Emphasized again, programming languages are made to enable programmer to create program for computer easily. One benefits of programming language is abstraction. It is the concept of hiding unnecessary details and focusing on essential concept.

Computer stores data in some memory cell referenced with memory address. When making program, obviously it will involve manipulating data. One abstraction regarding data is, the simplification of accessing them. Programmers don’t need to know the memory address of certain data, they can instead use variables to represent data.

Variable in programming language are identifier that are associated with names. Names are made mnemonic and descriptive for ease of use. Not only variable, but names are associated with other abstraction, such as function, class in OOP, types, etc.

This topic discusses how names are identified, managed, and referenced in programming languages.

Names: Refer to identifiers used to represent variables, functions, classes, modules, or other entities in a program.
Bindings: Binding is the association of a name and the actual object it represents. Binding needs to be established so that names can be used interchangeably with the actual object. For example, a function may be associated with a memory address where it exists, so that the program could invoke or execute the function when needed.
Scopes: Scope define the regions or portions of a program where names are valid and can be accessed. For example, in many programming languages, defining a variable inside a function would make it inaccessible outside it (the variable is local to the function).

Binding Time

Binding time refers to the time binding decisions are made. Binding decisions is not only associating names with memory addresses, but includes determining the types of variables, resolving references to external entities, and allocating resources.

Allocating resources is considered as a binding, because this involves binding particular memory, file handles, or network connections to a program that needs it.

Types of binding time:

Language design time: This may include the decision from the language developer about variable scoping rules, type systems, etc.
Language implementation time: Such as the development of compiler (e.g., how should it manages memory)
Program writing time: The programmers creating variables or choosing certain algorithm or data structures.
Compile time: Occur during compilation time, such as syntax analysis or type checking.
Link time: Linking is the process of connecting external files or libraries to create an executable program. Binding decision in here may involve resolving references to external symbols or functions.
Load time: Occur when the program is loaded into memory for execution. The operating system may handle activities such as dynamic memory allocation.
Runtime: When the program is running, it may make dynamic memory allocations through mechanisms like malloc() or new.

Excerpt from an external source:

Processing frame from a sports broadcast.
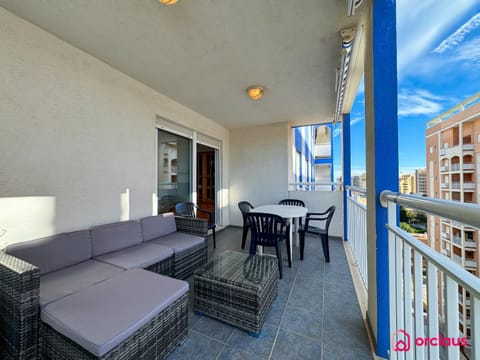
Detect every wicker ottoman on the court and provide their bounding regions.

Object Lifetime & Storage Management

The lifecycle of object:

Creation of objects, involves allocating memory to store its data and initializing its state.
Creation of bindings, where names or identifiers are associated with the actual data.
Usage, actual usage when object are referenced in the program.
Deactivation of bindings, when binding becomes invalid, may occur when variable is out of scope.
Destruction of bindings, when binding is deactivated, any resources associated with the binding may be released or freed.
Destruction of objects, when the actual object is destructed and the system reclaim its memory.

We call the duration or existence of an object or a variable accessible within a program as its lifetime.

During its lifetime, there are three mechanisms to allocate storage for an object.

Stack allocation: Memory is allocated in a stack data structure. It is used for storing subroutines call as well as local variables within them. They are fast, efficient, and handled automatically (in a sense) by the compiler.
Heap allocation: Also known as dynamic allocation, in which objects are allocated and deallocated at runtime. It is typically managed manually by programmers, although mechanism like garbage collection allows it to be automatic.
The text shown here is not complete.